La próxima pandemia no sorprenderá a un planeta ingenuo, sino a uno que ya sabe lo que cuesta reaccionar tarde. Esa es la advertencia de fondo que deja el debate sobre la preparación sanitaria global: las crisis no solo siguen siendo inevitables, sino que hoy son más difíciles de contener por un entorno marcado por el cambio climático, la presión sobre los sistemas de salud y una fragmentación política que vuelve más lenta cualquier respuesta coordinada.
De acuerdo con el planteamiento de El País, el problema no es únicamente médico. También es geopolítico, económico y social. La experiencia del COVID-19 dejó al descubierto debilidades que siguen intactas: cadenas de suministro frágiles, desigualdades en el acceso a vacunas y tratamientos, y gobiernos que, en muchos casos, actuaron con lógica de corto plazo. A eso se suma un mundo dividido, donde la cooperación internacional compite con el nacionalismo, la desinformación y la desconfianza hacia las instituciones, tres factores que en una emergencia sanitaria pueden costar vidas.
El cambio climático agrava el panorama de manera silenciosa pero profunda. El avance de temperaturas extremas, la alteración de ecosistemas y la expansión de vectores de enfermedades abren la puerta a brotes más frecuentes y a la aparición de patógenos en lugares donde antes no circulaban. En otras palabras: el riesgo no es abstracto. Afecta la vigilancia epidemiológica, la capacidad hospitalaria y la prevención en comunidades vulnerables, tanto en Estados Unidos como en América Latina. Si algo demostró la última pandemia es que el virus no reconoce fronteras, pero sí encuentra países con respuestas desiguales.
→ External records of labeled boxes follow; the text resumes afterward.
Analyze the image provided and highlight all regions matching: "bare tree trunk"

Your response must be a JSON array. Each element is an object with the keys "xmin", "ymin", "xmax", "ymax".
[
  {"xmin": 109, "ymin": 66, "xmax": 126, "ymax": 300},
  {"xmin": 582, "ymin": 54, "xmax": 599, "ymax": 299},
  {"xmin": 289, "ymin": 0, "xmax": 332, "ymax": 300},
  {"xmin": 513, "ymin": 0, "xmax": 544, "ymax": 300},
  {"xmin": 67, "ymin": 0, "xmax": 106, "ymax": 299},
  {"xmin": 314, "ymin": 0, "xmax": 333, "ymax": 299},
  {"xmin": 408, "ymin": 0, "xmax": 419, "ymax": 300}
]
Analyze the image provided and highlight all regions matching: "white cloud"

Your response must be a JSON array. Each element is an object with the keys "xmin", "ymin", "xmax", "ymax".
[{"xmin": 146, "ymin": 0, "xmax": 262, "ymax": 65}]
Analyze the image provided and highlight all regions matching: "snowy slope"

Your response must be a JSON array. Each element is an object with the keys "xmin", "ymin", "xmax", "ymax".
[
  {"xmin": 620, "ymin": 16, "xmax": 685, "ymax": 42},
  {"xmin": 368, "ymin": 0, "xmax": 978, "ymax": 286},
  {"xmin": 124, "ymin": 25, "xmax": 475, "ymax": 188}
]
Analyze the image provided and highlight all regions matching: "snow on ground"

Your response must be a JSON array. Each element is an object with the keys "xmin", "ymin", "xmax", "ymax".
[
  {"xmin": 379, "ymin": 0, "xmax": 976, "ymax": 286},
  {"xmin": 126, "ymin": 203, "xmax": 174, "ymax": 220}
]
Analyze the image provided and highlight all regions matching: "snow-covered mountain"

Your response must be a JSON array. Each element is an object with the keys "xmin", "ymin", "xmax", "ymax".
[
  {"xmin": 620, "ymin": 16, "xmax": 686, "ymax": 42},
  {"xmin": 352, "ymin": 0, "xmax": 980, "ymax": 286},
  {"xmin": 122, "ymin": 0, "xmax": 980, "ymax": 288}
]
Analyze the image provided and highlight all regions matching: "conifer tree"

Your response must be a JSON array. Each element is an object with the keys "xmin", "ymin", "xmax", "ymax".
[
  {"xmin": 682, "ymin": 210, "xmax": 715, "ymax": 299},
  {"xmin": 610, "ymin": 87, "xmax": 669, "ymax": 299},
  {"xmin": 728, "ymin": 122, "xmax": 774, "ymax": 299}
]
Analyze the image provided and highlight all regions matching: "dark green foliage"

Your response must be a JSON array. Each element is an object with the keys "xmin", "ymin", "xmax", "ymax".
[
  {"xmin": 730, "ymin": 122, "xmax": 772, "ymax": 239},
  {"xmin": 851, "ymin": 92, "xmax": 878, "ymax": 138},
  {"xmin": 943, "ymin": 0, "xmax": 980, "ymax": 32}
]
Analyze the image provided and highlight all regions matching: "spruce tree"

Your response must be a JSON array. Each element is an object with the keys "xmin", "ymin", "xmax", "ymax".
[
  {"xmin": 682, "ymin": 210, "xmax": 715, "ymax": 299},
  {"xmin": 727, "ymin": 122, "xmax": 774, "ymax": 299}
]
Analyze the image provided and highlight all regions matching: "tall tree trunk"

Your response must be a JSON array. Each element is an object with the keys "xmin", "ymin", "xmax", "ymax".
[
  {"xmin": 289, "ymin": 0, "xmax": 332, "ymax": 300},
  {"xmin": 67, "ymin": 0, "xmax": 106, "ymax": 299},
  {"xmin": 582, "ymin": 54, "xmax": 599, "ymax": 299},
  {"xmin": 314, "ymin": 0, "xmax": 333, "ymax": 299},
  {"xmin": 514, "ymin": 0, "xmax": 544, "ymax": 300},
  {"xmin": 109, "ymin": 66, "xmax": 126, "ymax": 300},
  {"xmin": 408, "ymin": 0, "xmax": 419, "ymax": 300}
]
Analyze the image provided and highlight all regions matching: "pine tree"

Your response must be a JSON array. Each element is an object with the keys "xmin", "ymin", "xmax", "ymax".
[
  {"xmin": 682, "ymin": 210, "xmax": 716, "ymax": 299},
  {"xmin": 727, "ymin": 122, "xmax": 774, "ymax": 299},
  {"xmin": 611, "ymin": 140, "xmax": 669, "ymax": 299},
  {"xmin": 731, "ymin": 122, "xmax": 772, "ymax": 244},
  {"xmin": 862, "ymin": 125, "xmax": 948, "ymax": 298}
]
Por eso, la discusión sobre si estamos preparados es en realidad una discusión sobre prioridades. Prepararse no significa solo comprar respiradores o almacenar insumos; implica invertir de forma sostenida en salud pública, laboratorios, ciencia, comunicación clara y cooperación internacional. También exige reconstruir la confianza ciudadana, porque una población que no cree en sus autoridades sanitarias es mucho más difícil de proteger. La próxima pandemia puede llegar antes de lo esperado. La diferencia entre una crisis manejable y una catástrofe global dependerá, otra vez, de lo que los gobiernos decidan hacer hoy, no cuando ya sea demasiado tarde.